Convincing the Treasury to change its taxation approach has been a rocky affair for the U.K. industry. Bookies had pled for some changes, especially after the Irish government made a small move in 1999 to drop tax for off-course betting shops from 10 percent to 5 percent, the U.K. Treasury finally took heed.

Late last year the Treasury conducted a consultative study, "Our Stake in the Future," that showed tax reformation could accomplish several objectives:

  • to provide the right competitive environment for the UK betting industry to thrive, both domestically and internationally, and to take advantage of e-commerce opportunities;
  • to give punters a better deal;
  • to support racing through increased horseracing betting turnover; and
  • to protect the long-term revenues from betting

Bookmakers were buoyed by the report. Its release gave them for the first time a glimmer of hope and redoubled their efforts to get a change implemented.

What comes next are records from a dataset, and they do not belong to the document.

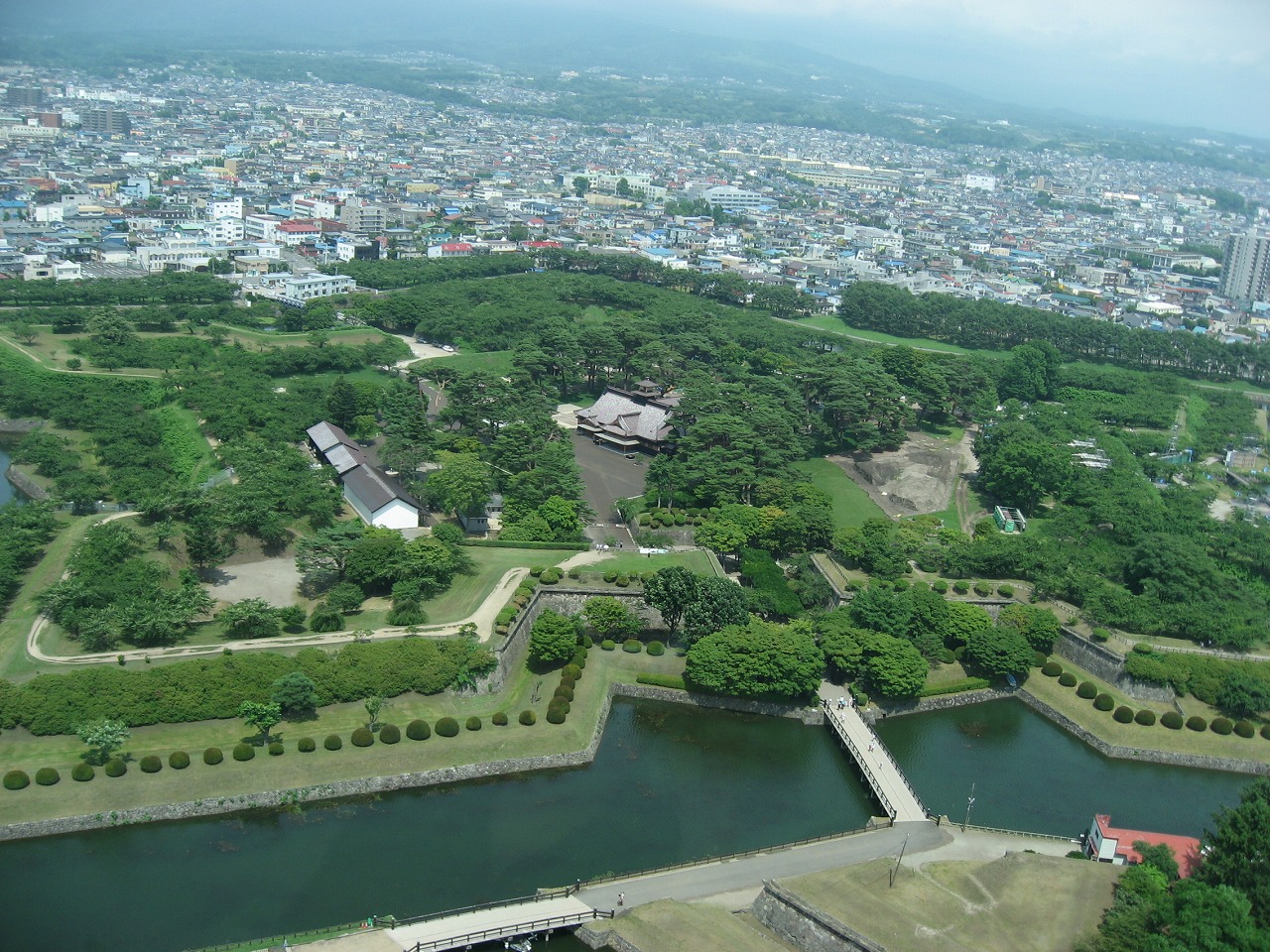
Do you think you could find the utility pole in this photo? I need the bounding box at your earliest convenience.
[961,783,974,833]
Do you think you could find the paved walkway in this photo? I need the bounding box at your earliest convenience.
[821,681,926,822]
[577,820,952,908]
[385,896,594,952]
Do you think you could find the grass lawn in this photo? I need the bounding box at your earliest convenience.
[794,459,886,528]
[1024,657,1270,763]
[581,549,715,575]
[0,635,684,822]
[781,853,1124,952]
[410,350,512,377]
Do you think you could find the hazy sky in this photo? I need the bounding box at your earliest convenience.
[596,0,1270,139]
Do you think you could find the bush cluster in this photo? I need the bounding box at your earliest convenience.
[36,767,63,787]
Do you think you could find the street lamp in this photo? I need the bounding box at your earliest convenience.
[961,783,974,833]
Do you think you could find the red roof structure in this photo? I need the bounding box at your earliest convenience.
[1084,813,1201,879]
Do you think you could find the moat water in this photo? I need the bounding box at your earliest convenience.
[0,701,1248,952]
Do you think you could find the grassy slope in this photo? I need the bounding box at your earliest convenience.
[3,635,684,822]
[794,459,886,528]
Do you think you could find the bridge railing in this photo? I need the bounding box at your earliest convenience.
[572,820,894,892]
[410,908,613,952]
[398,886,577,925]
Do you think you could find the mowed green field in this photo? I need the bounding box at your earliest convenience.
[794,459,886,530]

"The industry and in particular the Bookmakers Committee has worked extremely hard to explain to government the benefits that a change in tax policy would bring to the UK," commented Warwick Bartlett, chairman of the British Betting Offices Association.

"The onus is now upon bookmakers to deliver what we have said is possible. There is a lot of hard work to do, I for one will be going round the country explaining the advantages and opportunities that are available in the global gambling market for UK-based bookmakers," he added. "It is essential that U.K. bookmakers rise to the opportunity available in the world market and to recognize the excitement of challenge and change."

The challenges resulting from the betting duty change will be felt worldwide too. Offshore licensing jurisdictions were said to be bracing themselves for the budget announcement.

The Jersey government, however, which has been considering legislation to permit Internet gambling, is still interested in the subject. "The issue is not just about tax, " Jersey's Gambling Control Committee President Alan Breckon told the Jersey Evening Post. "Gambling businesses want to operate from somewhere with the right infrastructure and technology in place, which we do not have at the moment."

At the same time, the Alderney government has been looking closely at adding online casino legislation to their jurisdiction, a move that would certainly attract a number of new businesses to their shores. Such a move could also be the extra impetus for the British government to adopt similar legislation.

And despite the enthusiasm expressed by British officials, at least one U.S. policy maker wasn't so excited. "What Britain is doing is voluntary for the offshore operator," commented Rep. Bob Goodlatte, R-Virg., the sponsor of the U.S. federal Internet Gambling Prohibition Act. "It is their choice to return and subject themselves to regulation and taxes."

Goodlatte added, "I do not think this will be effective. The only way to curb illegal online gambling in the United States is to prohibit it and give law enforcement the tools they need to enforce our existing gambling laws."

The stock market delivered a mixed response to today's announcement. Several bookmakers saw their shares increase in value: Betinternet gained 2.38 percent in value, while Stanley Leisure rose 4.93 percent. At the same time, Ladbrokes' parent company Hilton Group plc fell 1.62 percent, while posted a 6 percent decrease.